DL: You’ve brought up religion several times now. Were you raised with the Dakota religion or the Christian religion? What’s your background? What did you choose?
EL:Well, we didn’t have any traditional religion during my early years that I can remember. I know there were powwows going on here and there, and I never went to them. And as far as religious ceremonies, I don’t remember them having any; at least not to my knowledge. They were outlawed to begin with. But I was born a Presbyterian, and I guess I’ll die a Presbyterian because that’s the way it was in those days. Your family, like the Lawrence family, you’re Presbyterians. Other families you’re Episcopal. And during that time those religions were having a fight over who was going to get who, and so they kind of made an agreement among themselves with the Bureau’s sanction I guess, that we’re going to take these people – these people here are going to become Catholics and these people here will be Presbyterian and Episcopals, and so forth. And that’s the way I was raised up
DL: Back to Dakota history. What did you learn about Dakota history when you were growing up, and who taught you?

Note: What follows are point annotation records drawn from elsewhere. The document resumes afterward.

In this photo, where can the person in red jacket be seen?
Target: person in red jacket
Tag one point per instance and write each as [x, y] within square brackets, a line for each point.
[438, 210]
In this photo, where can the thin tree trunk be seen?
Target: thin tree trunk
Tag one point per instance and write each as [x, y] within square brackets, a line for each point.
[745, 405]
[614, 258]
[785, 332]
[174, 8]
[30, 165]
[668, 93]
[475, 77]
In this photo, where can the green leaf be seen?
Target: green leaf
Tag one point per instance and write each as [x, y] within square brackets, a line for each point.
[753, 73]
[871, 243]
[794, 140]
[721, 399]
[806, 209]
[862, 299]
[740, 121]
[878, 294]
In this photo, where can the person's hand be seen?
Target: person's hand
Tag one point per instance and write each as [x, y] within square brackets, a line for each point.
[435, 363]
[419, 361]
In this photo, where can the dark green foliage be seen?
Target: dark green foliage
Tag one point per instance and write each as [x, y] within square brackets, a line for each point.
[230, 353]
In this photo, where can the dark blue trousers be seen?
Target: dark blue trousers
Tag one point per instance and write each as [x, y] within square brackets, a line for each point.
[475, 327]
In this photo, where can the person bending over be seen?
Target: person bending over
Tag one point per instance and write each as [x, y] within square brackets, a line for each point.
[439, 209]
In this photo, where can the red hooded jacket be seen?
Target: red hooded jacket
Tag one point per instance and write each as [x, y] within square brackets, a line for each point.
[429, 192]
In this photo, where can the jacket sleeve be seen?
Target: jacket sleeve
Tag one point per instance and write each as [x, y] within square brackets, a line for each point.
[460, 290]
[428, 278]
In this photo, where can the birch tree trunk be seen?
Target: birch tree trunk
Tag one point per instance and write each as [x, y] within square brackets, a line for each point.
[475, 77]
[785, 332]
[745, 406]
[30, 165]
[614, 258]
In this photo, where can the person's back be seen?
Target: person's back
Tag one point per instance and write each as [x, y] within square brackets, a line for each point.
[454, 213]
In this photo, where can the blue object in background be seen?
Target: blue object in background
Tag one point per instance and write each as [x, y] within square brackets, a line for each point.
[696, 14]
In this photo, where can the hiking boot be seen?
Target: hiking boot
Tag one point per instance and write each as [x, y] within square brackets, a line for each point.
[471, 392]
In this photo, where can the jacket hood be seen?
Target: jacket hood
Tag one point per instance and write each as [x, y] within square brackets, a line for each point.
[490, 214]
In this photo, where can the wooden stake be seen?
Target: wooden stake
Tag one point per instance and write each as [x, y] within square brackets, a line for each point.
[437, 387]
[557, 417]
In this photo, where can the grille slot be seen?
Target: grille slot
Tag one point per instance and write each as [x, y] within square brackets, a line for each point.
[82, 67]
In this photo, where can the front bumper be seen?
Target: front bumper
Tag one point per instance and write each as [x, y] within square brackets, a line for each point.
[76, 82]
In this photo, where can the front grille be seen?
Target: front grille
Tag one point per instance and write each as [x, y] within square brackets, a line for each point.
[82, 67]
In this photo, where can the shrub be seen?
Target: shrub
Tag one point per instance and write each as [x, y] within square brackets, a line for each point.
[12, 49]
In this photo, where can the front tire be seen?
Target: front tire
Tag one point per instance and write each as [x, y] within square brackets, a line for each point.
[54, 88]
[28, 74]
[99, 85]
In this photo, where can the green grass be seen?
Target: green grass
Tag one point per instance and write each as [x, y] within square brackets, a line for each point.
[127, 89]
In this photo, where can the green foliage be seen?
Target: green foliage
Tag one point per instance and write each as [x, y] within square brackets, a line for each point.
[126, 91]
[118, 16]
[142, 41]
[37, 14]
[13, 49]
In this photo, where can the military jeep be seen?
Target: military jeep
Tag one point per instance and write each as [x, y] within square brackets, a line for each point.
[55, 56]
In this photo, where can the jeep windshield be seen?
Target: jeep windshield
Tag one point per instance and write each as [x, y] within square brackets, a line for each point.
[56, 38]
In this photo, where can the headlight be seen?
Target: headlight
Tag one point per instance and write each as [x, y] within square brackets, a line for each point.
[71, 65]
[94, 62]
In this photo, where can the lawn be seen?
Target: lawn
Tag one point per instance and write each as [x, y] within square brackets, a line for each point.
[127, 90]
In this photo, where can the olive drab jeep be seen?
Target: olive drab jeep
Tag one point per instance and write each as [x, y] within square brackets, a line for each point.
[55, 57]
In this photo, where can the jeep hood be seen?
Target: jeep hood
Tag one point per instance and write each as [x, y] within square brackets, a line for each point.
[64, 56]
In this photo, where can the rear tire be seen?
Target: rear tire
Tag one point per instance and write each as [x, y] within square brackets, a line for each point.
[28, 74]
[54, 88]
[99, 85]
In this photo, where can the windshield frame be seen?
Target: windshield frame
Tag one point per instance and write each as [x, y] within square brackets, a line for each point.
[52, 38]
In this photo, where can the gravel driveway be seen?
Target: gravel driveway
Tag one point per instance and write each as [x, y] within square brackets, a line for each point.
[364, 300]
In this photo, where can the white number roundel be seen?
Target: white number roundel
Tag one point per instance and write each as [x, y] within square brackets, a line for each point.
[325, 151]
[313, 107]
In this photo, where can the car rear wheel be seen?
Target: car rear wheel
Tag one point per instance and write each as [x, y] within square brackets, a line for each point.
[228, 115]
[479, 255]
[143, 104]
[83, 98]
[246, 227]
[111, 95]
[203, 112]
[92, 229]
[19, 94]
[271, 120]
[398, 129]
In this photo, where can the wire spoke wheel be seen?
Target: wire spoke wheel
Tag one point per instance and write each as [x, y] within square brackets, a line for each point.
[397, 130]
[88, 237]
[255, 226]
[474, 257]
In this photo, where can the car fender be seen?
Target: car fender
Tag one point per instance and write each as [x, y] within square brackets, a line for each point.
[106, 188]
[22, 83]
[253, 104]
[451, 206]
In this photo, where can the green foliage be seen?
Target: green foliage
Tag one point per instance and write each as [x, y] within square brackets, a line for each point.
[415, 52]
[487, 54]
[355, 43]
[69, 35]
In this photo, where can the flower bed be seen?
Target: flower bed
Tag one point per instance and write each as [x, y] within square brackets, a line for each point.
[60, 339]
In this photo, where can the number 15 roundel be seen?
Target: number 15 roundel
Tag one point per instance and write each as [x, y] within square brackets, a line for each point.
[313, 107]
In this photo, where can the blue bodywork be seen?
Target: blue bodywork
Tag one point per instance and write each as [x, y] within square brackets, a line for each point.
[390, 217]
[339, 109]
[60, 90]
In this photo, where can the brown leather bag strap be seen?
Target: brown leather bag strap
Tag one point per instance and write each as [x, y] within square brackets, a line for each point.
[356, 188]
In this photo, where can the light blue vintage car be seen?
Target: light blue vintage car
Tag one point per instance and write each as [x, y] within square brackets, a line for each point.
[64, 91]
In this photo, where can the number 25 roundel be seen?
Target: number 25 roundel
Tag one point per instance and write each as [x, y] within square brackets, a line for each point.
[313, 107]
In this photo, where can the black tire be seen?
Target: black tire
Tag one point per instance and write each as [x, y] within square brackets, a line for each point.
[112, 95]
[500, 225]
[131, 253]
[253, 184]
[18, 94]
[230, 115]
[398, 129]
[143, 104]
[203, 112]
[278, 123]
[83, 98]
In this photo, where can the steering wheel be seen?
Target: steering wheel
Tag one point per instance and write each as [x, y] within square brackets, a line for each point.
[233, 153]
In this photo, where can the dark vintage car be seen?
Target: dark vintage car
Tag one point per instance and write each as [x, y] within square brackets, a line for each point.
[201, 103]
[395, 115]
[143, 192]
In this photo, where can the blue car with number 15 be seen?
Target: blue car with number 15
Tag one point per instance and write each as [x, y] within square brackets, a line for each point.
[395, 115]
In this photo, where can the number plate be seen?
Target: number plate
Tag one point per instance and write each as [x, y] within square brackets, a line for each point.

EL: I knew very little about the history and I was told very little about the culture, but I guess the most tragic of it was that I was never told anything about my ancestors. And that about cuts you off from everything, because Dakota culture consists of two main ingredients: your ancestry and your traditional values—those four values I spoke about. They are what put meaning, purpose and strength into your culture. Your ancestry is the thing that solidifies everything. I’ve got ancestors; I go back throughout known history. And so those were the two things that were never told us.